In a recent piece for The Chronicle of Higher Education, Kira Hamman, an instructor of mathematics at Penn State Mont Alto, emphasizes three reasons why scientists should care about attacks on the humanities. She argues first that scientists, because they aren’t under attack, can lend credibility to those disciplines under attack; second, that the sciences and the humanities aren’t as different as many who attack the humanities suppose; and third, that the value of a pursuit should not be so stringently tied to its economic usefulness: “Knowledge and understanding can, and should, be pursued along many paths. The degradation of certain paths in favor of others that pay better will, eventually, degrade the entire pursuit.”
Hamman’s basic premise here is that those in the STEM disciplines should defend the value of the humanities because, in reality, the two cultures are not really that different. This, for me, is her most powerful point: “Both the sciences and the humanities require deep creativity and intellectualism, an ability and desire to use reason, and a willingness to change your mind. When they attack the humanities, they are attacking all of us, they just don’t understand enough science to know it.” Often, attacks on the perceived uselessness of the humanities are, at base, political attacks on the values of intellectualism and basic research, values important to the sciences as well. As Hamman points out, to criticize the humanities as useless is to criticize intellectual endeavor itself.
Yet attacks on the humanities extend deeper than disdain for seemingly obscure basic research. Various “applied” professional humanities fields – particularly law – are under attack as well, mainly because the economic models that supported these professions in the past are crumbling. And this is not even necessarily restricted to professional fields associated with the humanities: it’s happening in medicine as well. The casualization of all labor – “even” seemingly “protected” professional, white-collar (and overwhelmingly white) labor – is increasingly business as usual (these jobs, and the people who do them, are obviously only the latest to be affected: read this, via this).

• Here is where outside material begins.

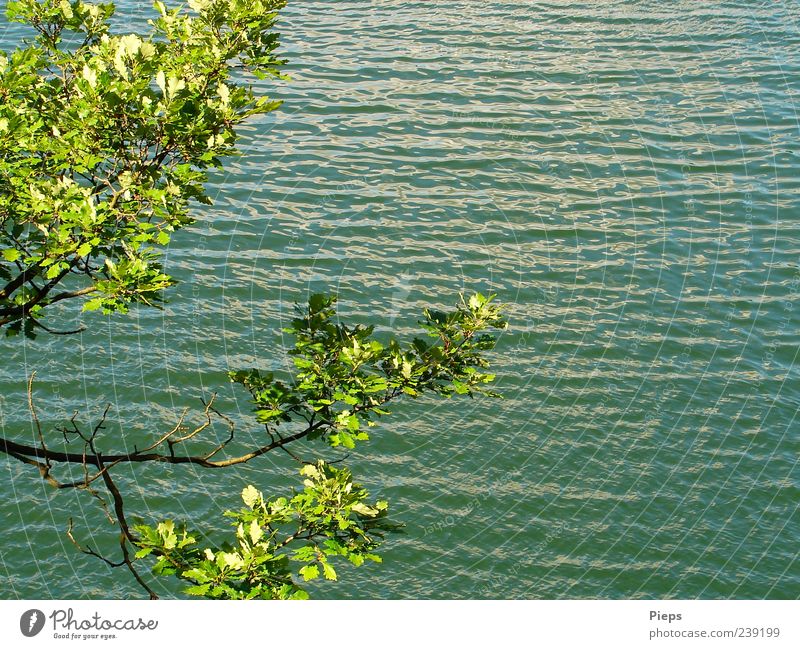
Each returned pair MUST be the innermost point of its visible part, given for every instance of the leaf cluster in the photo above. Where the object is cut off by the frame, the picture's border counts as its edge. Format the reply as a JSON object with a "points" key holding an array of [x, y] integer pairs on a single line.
{"points": [[276, 542], [106, 139]]}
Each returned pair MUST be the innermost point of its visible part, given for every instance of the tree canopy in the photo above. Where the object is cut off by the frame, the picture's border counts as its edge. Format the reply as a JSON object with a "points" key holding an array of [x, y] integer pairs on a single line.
{"points": [[106, 140]]}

This is one of the main reasons why those in STEM disciplines should care about the humanities: what is perhaps most visibly happening to the humanities is not actually restricted to the humanities at all. Attacks on the humanities are often convenient ways to discredit non-monetized basic research and “fluffy” intellectual pursuits, but these attacks are a cover for the casualization of professional labor happening in many different fields today. It may be happening most visibly in higher education, but higher education has been a bellwether for some time now.
Simply put, the critique of the humanities as useless cannot be separated from a larger movement to devalue a wide range of professional labor. Such devaluation raises the already high barriers for entry into these jobs, making them ever-more inaccessible for most people, particularly for people who aren’t white, male, and middle-class. Why should scientists, lawyers, and doctors care about the humanities? Because what’s happening to professors in the humanities will happen/is happening to them, too.